Node.js was designed to make use of asynchronous I/O - many traditional programing languages utilize synchronous I/O. What happens with synchronous code is that when several tasks are being executed on the same thread, one task must complete before control returns to the thread and the next task can be executed. To get past this bottleneck, developers can make use of multiple threads and dispatch certain tasks to certain threads, allowing processes to run concurrently. Managing threads is, to understate it, a challenging task.
Node.js gets rid of the complexities of multithreading by allowing for asynchronous code (see the asynchronous section further down)- functions take callbacks (other functions that are passed as parameter variables) that can make use of the results of the original function.

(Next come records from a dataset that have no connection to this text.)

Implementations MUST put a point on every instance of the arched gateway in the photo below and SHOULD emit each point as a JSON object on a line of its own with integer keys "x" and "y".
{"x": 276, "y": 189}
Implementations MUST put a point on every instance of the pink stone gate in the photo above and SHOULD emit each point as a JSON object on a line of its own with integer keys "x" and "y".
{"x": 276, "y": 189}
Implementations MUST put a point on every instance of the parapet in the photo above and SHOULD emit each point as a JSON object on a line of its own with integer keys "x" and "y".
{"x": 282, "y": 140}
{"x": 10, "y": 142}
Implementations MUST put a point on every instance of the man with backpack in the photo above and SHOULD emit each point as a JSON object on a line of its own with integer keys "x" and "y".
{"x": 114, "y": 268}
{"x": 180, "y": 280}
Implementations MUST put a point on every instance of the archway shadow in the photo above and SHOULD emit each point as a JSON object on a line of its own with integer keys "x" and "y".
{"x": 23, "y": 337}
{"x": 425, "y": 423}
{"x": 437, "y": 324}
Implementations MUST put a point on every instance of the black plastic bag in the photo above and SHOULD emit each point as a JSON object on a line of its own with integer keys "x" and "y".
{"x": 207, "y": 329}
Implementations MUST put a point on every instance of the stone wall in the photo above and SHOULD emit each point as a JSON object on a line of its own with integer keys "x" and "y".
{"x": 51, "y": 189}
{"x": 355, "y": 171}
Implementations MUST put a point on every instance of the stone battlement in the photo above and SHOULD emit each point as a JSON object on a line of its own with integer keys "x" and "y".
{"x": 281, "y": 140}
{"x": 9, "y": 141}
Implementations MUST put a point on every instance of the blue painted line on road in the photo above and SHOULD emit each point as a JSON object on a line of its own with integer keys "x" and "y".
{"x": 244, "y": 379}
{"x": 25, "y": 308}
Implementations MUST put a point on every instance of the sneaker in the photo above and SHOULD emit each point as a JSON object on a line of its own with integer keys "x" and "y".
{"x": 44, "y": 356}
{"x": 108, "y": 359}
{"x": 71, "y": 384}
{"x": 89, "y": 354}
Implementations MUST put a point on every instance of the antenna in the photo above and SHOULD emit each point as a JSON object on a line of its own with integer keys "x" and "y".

When the original function finishes executing, the callback function is called.
The thing about writing pure Node.js code is that, in using callbacks that are nested within callbacks, we quickly reach “callback hell” (think pyramid of doom in the context of multiple if/else statements). We can tame our indented code using things like promises or a module such as Async.js.
Let’s talk about routes - enter Express. Express.js is a lightweight framework built on top of Node.js that leverages the asynchronous event-driven programming paradigms of Node.js and makes it easier to build web applications. As a quick example of how it makes life easier, sending a file in pure Node.JS in an HTTP response object can be quite a few lines of code. After creating a server (or just using the http module “get” or “post” method which creates a server under the hood), we need to specify the response header data (content type, etc), possibly create a data stream out of our file and then pipe it to our response object. In express.js, we’d just use the “sendFile” function.
Streams and Buffers
What are streams and buffers? In general computer science, a buffer represents a temporary place to house data while it’s being moved from one place to another. Once data has been collected and stored in a buffer, it can be manipulated in some way (read from, written to, etc). In Node.js , a buffer is a structure that allows for manipulation or reading of binary data - much like an immutable array, a buffer cannot be resized. It allows for much lower level access to data (to the binary data that composes a string vs the encoded value of the string itself, for example). If you use buffers, you gain some performance since you can avoid, in our string example, string management functions.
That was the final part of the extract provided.